Não era um carro ruim, pelo contrário, mas o espírito (pegaram?) da Lotus havia se perdido no Esprit, que nasceu com um singelo quatro-cilindros de dois litros,  vávulas e 162 cv , mas agora tinha mais que o dobro da potência, custava mais caro e precisava de alguém experiente e habilidoso ao volante para demonstrar todo seu potencial.

Tradicionalmente, um Lotus não deveria ser assim, e foi esta a motivação por trás do esportivo que nasceu naquele 1995: diversão acima de tudo.

Ainda que você precise de um tutorial em vídeo para entrar e sair dele

Para isto, a Lotus desenvolveu uma nova estrutura monobloco de alumínio que trazia uma inovação importante: seus componentes são unidos por parafusos e cola em vez de soldas. Richard Rackham, o engenheiro-chefe por trás do projeto, decidiu-se pelo método para poder beneficiar-se da maior qualidade do alumínio: sua leveza e resistência.

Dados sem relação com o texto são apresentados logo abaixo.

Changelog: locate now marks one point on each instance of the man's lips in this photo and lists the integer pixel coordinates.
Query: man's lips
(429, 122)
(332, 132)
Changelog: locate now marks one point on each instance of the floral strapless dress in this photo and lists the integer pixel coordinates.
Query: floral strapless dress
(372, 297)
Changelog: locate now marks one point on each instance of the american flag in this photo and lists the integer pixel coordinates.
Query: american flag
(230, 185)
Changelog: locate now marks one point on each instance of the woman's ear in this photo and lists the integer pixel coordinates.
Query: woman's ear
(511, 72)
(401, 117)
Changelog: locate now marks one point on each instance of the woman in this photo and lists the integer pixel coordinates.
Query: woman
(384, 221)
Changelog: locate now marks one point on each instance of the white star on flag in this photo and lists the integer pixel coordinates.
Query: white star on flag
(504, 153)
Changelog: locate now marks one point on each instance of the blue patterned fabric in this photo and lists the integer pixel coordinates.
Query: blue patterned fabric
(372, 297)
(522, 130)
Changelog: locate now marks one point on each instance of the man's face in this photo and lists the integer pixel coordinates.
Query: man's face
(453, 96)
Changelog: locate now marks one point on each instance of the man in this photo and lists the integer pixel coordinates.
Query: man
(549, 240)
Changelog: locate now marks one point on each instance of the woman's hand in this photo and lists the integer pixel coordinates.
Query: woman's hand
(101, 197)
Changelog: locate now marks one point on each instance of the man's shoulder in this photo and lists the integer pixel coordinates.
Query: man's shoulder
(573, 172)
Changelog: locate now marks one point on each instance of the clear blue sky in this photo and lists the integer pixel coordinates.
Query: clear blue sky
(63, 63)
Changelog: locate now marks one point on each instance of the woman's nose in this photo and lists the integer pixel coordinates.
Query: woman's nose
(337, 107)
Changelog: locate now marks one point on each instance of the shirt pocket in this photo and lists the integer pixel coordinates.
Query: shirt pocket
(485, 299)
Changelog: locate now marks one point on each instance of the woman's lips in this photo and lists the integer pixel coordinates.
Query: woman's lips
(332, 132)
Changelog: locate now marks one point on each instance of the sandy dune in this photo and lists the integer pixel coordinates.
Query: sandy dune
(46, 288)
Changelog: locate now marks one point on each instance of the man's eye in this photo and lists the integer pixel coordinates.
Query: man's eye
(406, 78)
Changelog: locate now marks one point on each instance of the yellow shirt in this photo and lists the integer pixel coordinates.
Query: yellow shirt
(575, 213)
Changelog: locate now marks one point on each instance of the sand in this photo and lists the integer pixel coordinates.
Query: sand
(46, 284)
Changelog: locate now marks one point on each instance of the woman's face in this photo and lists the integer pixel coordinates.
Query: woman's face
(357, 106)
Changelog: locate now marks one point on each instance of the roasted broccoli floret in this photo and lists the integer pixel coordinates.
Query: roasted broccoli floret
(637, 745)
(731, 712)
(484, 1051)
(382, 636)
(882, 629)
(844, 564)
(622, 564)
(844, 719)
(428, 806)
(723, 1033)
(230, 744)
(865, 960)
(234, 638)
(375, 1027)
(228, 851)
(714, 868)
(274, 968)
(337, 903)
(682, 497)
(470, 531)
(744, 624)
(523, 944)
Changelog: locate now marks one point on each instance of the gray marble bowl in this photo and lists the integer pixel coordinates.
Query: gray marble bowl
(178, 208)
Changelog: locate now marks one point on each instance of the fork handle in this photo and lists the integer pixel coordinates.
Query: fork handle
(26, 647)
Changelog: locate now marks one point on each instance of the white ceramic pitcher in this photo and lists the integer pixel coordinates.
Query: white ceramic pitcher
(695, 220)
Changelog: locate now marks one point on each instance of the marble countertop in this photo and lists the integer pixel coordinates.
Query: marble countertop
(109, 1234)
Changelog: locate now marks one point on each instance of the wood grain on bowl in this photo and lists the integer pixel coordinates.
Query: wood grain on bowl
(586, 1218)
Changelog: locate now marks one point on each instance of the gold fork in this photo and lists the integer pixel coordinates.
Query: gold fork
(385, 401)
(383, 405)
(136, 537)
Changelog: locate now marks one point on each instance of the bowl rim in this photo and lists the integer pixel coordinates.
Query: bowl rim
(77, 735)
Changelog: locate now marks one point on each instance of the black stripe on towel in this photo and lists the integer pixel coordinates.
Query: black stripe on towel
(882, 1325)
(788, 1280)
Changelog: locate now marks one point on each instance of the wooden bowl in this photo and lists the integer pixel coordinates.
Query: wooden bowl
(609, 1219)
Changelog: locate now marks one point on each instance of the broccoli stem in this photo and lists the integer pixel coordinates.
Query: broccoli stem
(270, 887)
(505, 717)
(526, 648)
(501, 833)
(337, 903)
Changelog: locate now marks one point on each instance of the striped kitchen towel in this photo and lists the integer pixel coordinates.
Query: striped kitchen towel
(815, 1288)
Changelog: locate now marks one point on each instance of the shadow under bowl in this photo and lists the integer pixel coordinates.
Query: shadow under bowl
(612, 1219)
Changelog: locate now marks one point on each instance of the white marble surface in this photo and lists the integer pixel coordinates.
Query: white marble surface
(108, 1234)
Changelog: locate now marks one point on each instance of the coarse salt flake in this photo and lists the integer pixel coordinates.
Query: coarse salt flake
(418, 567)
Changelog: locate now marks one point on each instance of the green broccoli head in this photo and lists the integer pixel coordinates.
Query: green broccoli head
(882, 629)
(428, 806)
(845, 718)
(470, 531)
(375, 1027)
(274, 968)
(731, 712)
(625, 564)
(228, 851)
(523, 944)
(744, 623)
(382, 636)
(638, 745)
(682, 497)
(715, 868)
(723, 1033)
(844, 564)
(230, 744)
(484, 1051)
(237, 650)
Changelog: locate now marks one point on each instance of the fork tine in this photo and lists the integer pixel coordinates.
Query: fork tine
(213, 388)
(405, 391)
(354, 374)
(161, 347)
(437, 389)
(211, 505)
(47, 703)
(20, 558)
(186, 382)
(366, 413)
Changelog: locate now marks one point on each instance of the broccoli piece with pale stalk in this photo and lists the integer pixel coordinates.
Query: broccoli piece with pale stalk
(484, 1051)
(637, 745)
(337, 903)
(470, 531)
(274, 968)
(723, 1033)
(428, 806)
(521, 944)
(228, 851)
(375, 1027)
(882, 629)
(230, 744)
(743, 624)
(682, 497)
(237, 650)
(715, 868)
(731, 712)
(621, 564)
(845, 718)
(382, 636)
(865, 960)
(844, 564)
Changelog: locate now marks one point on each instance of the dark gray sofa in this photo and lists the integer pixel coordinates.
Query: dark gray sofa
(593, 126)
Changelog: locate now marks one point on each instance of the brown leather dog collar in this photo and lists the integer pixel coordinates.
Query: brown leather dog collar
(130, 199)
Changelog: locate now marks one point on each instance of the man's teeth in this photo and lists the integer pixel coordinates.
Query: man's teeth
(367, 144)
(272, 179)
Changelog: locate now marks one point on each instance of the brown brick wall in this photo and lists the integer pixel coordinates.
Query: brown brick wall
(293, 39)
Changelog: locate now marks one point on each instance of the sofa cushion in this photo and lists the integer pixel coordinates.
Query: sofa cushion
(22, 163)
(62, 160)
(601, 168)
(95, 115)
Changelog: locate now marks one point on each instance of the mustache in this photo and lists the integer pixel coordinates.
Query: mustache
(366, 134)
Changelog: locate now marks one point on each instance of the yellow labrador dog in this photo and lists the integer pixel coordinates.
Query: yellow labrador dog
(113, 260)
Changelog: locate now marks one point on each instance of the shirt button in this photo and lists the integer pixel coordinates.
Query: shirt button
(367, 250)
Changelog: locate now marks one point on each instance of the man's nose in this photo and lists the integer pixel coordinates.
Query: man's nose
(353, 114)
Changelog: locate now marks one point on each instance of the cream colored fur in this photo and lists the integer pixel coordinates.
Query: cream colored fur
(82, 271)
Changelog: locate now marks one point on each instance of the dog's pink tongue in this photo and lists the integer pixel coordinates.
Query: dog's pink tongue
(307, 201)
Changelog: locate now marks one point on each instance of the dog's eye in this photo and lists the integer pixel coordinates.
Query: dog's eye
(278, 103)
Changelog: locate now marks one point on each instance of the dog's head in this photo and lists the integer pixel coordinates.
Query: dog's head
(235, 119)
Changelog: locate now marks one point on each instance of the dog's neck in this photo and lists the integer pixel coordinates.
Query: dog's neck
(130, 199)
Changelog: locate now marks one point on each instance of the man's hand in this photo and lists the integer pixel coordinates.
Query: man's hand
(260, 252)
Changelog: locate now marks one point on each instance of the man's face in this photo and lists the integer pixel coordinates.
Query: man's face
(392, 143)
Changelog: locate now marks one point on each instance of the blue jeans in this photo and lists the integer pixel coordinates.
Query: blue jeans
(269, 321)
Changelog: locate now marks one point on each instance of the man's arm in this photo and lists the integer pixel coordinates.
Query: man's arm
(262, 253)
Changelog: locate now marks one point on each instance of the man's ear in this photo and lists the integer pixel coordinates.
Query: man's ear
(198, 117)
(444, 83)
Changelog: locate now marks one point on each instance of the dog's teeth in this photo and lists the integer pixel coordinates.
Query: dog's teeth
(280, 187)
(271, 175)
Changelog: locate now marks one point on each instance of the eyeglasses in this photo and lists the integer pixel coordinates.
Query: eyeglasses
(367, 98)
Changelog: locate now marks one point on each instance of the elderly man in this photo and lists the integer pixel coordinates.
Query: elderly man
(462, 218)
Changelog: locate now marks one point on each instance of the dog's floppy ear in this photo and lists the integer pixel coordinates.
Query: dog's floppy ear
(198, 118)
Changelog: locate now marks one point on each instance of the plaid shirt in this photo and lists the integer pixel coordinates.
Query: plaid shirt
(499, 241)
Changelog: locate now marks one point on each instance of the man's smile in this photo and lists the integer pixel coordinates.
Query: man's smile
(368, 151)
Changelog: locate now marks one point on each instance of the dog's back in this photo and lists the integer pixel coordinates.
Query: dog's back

Em um artigo publicado em 2004 no site Auto Design and Production, Rickham explica que o alumínio soldado perde cerca de metade de sua resistência — o que, na prática, significa que seria necessário usar o dobro do material para conseguir a mesma resistência do aço, anulando a principal vantagem do material. Além disso, o alumínio é moldado por extrusão, processo em que o material é aquecido e forçado por uma matriz no formato desejado. A extrusão permite criar formas complexas e uniformes, o que reduz a quantidade de componentes necessários para fabricar um monobloco e, consequentemente, garante maior rigidez estrutural.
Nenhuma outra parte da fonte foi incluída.